Pathological and immunological analysis of RDEB-SCC for the development of novel biomarkers (Marshall 4)Completed
|Project lead||Dr John Marshall|
|Organisation||Queen Mary University of London, Centre for Cell Biology and Cutaneous Research, London, UK|
|Project budget||EUR 119,228.00|
|Start date / Duration||01. Apr 2010 / 24 months|
|Funder(s) / Co-Funder(s)||DEBRA Austria, MSAP/EBEP Recommended|
|Research area||Skin cancer & fibrosis|
Short lay summary
For many years the EB research community has been unable to determine why squamous cell carcinoma in RDEB patients have a metastatic propensity (and kill patients) compared with non-EB SCC which is rarely metastatic. Since development of SCC in RDEB is usually associated with chronic wound healing this suggests that this host response provides a permissive environment for cancer to develop and spread. Whereas others have concentrated on the transformed keratinocytes in SCC the team lead by Prof Marshall shall use a non-candidate approach to examine the stroma of RDEB SCC. Thus to identify biomarkers associated with the EB-SCC they 1) used expression proteomic analysis of stromal isolated using PALM laser dissection 2) incubated EB-SCC tissues with scFv antibody phage libraries and identified those stromal proteins differentially expressed in the EB-SCC tumour stroma versus normal skin or non-EB SCC 3) for the first time they undertook a systematic histopathological analysis of EB-SCC versus non-EB SCC archival tissues that directed immunopathology analysis of the tumour-associated environment (stromal fibroblasts, EMT, angiogenesis, protease activity as inflammatory infiltrate). These data, was collated as a database for the EB community, was supposed to identify factors associated specifically with EB-SCC.
All cancers develop by talking to the normal cells that surround them. In some instances, they send signals to this ‘microenvironment’ which can result in some of these completely normal cells changing their behaviour in such a way that it actually helps the cancers to grow faster and spread more easily. So modern cancer therapy must consider stopping both the cancer cells AND those normal cells that produce factors that help the cancer cells. The skin cancers that develop in EB patients, especially those with RDEB, tend to develop more frequently and then spread more easily than similar types of skin cancer that develop in people without EB. Colleagues have found however that the actual skin cancer cells themselves in people with EB and without EB are extremely similar. Thus the team considered that the reason the cancers in EB patients do worse is that the response of their microenvironment is different. They believed that the proteins produced in the microenvironment are different in skin cancers from EB patients compared with non-EB patients and that one or more of these proteins may help the EB cancers to spread more easily. Therefore the team used 2 techniques to study this possibility.
What did this project achieve?
Firstly the team used special microscopy techniques to collect the area around the skin cancers (the so called microenvironment) in EB patients and then, using a complex technique called Mass Spectrometry, examined which proteins are present, and then compared this list with the proteins we found in non-EB skin cancers and normal skin. They found over 100 proteins whose presence varies significantly. They were checking samples from skin cancers from EB patients to confirm whether our results were true for all patients or only some. These studies will result in additional experiments to discover how these new proteins affect skin cancer development.
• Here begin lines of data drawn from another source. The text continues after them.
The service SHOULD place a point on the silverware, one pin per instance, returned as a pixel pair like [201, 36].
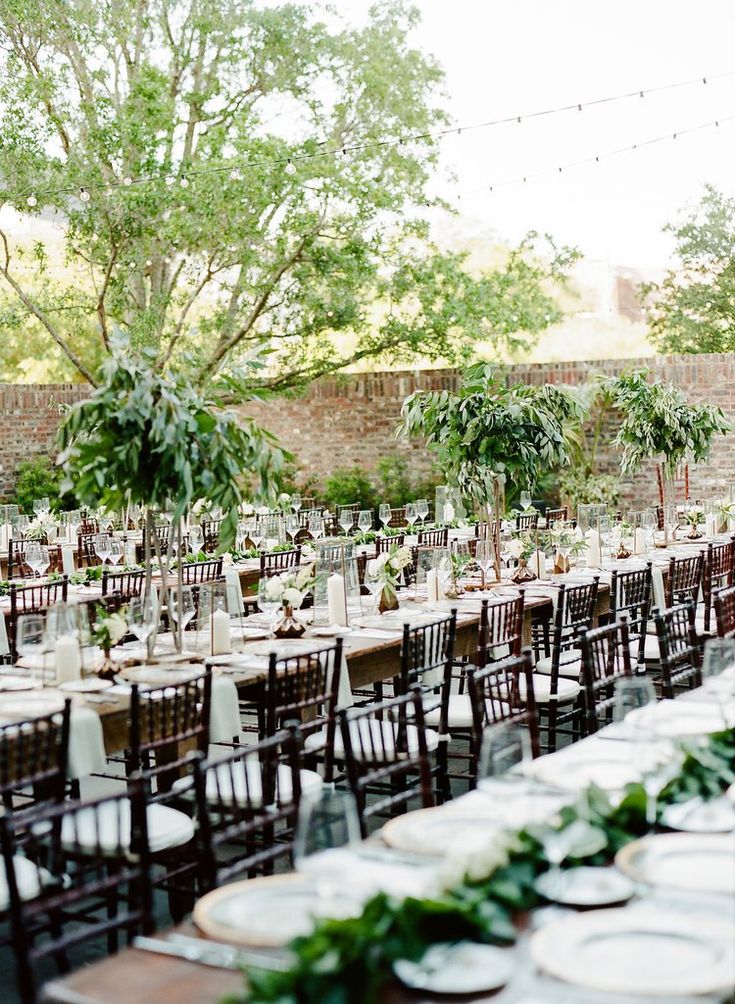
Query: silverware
[205, 953]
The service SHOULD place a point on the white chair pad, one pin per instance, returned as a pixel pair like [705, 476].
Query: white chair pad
[566, 690]
[167, 827]
[569, 664]
[383, 734]
[29, 879]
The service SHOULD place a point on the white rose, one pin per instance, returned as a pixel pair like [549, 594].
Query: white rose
[292, 596]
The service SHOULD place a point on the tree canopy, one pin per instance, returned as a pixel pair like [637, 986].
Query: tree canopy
[693, 308]
[236, 181]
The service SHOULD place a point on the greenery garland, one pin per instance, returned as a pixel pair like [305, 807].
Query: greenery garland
[349, 961]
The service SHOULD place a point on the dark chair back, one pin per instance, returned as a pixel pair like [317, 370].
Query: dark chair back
[605, 660]
[387, 757]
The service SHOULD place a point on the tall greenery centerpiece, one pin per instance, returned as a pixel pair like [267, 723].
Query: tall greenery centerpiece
[488, 435]
[151, 439]
[658, 424]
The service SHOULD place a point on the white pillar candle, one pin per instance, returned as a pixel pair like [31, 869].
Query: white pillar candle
[593, 555]
[68, 659]
[336, 600]
[639, 541]
[221, 644]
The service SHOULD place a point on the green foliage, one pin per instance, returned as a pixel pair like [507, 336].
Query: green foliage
[691, 310]
[658, 422]
[488, 431]
[278, 248]
[349, 484]
[38, 479]
[150, 438]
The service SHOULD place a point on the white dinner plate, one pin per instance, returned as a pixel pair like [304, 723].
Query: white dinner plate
[440, 830]
[586, 887]
[457, 968]
[640, 951]
[268, 912]
[702, 862]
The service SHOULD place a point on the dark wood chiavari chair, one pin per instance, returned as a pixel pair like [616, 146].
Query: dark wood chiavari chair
[386, 543]
[18, 567]
[76, 872]
[386, 749]
[503, 692]
[277, 561]
[85, 553]
[211, 535]
[556, 681]
[434, 538]
[605, 654]
[719, 568]
[631, 593]
[304, 689]
[33, 756]
[725, 612]
[679, 647]
[560, 515]
[247, 804]
[32, 598]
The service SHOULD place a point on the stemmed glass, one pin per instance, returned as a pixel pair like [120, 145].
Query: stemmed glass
[142, 618]
[346, 519]
[101, 546]
[327, 824]
[268, 602]
[364, 520]
[115, 551]
[182, 605]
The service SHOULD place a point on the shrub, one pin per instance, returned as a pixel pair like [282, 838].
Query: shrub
[37, 479]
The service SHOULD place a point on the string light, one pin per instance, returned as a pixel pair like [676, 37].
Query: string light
[387, 143]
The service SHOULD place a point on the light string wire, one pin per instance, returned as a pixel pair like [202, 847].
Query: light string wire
[236, 168]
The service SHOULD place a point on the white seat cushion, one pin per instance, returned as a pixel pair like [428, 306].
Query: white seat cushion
[29, 879]
[375, 735]
[460, 712]
[566, 690]
[167, 827]
[569, 664]
[227, 783]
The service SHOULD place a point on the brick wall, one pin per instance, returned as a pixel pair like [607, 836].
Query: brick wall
[350, 421]
[29, 418]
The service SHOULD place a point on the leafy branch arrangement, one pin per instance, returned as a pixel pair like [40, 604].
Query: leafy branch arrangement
[349, 961]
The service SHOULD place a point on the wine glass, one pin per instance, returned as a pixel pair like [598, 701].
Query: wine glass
[269, 597]
[346, 519]
[327, 824]
[115, 551]
[142, 618]
[505, 749]
[364, 520]
[182, 605]
[30, 640]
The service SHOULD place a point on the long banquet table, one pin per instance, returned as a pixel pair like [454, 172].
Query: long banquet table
[135, 976]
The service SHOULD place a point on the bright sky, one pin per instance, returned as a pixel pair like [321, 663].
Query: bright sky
[504, 57]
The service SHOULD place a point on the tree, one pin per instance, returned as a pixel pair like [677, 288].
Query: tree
[156, 131]
[693, 309]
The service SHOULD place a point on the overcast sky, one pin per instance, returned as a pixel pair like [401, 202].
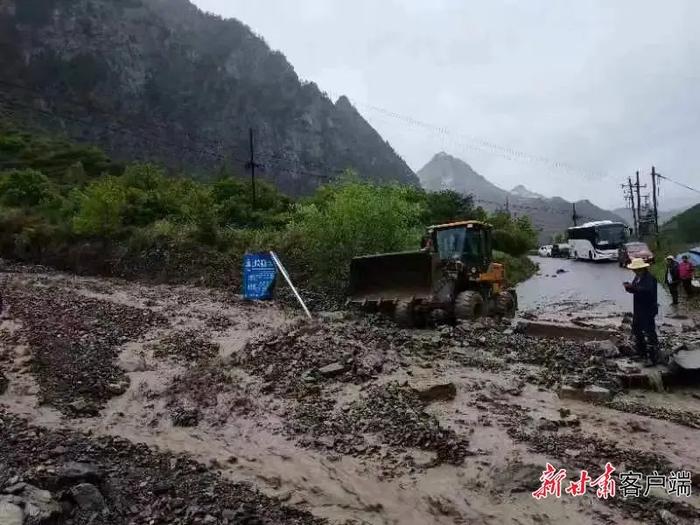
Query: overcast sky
[565, 97]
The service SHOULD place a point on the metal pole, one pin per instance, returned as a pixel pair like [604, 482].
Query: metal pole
[252, 164]
[634, 212]
[289, 282]
[639, 211]
[656, 211]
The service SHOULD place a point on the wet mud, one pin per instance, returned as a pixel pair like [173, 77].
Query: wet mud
[267, 418]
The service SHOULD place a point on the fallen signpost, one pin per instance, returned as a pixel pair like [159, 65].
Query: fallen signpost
[289, 282]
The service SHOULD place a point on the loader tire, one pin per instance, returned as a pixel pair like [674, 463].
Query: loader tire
[505, 304]
[469, 306]
[403, 314]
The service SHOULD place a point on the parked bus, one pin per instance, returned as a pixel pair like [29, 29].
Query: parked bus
[597, 241]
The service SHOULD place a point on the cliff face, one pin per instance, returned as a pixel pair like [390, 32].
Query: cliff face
[160, 80]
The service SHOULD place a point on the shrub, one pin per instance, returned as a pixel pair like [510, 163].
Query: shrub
[354, 218]
[101, 209]
[26, 188]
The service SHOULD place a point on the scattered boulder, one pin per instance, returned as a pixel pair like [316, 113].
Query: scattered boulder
[39, 505]
[75, 472]
[87, 497]
[117, 389]
[332, 370]
[130, 363]
[597, 393]
[517, 477]
[569, 392]
[547, 425]
[607, 348]
[4, 383]
[668, 518]
[10, 514]
[185, 416]
[437, 392]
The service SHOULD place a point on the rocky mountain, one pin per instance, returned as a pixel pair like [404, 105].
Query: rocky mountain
[445, 172]
[549, 215]
[160, 79]
[523, 192]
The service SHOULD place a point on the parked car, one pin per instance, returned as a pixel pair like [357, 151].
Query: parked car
[634, 250]
[545, 251]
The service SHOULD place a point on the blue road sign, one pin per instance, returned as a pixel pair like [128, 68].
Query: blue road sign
[259, 274]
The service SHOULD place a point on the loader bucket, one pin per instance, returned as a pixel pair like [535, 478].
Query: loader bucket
[389, 277]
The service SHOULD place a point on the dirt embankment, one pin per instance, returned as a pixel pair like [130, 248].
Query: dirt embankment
[344, 419]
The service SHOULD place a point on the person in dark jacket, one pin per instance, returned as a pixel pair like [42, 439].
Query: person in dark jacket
[673, 277]
[644, 290]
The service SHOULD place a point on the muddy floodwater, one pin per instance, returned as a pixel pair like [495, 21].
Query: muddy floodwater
[566, 288]
[190, 405]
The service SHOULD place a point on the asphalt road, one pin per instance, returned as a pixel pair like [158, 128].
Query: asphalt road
[586, 290]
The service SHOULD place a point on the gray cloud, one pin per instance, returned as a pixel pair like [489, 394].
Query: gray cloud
[606, 87]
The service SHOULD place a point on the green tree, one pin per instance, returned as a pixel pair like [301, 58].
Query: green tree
[355, 218]
[101, 208]
[25, 188]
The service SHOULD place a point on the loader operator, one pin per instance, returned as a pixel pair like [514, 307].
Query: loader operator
[643, 287]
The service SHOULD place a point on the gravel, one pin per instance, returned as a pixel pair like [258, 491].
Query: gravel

In a second project the team lead by Prof Marshall developed a technique where they can take many millions of small virus like particles (called bacteriophage) that each have on their surface a different mini-antibody (called single chain Fv antibodies or scFv) and place them on top of slices of cancers taken from people with EB. These antibodies can stick the bacteriophage to proteins in the microenvironment. They then collect only those bacteriophage that have stuck to the microenvironment, use special techniques to increase their number and then repeat the binding process. This allows them to enrich the ‘library’ of bacteriophage to include only those that bind to the microenvironment. The team can then use the specificity of the mini-antibody to identify which protein they were sticking to. They hoped to use this method to show, not only that there are many different proteins in the microenvironment of skin cancers of EB patients, but that we have a mini-antibody that binds to it. The team hopes that these mini-antibodies might then be developed into targeting agents for future therapies that are against the microenvironment of these cancers.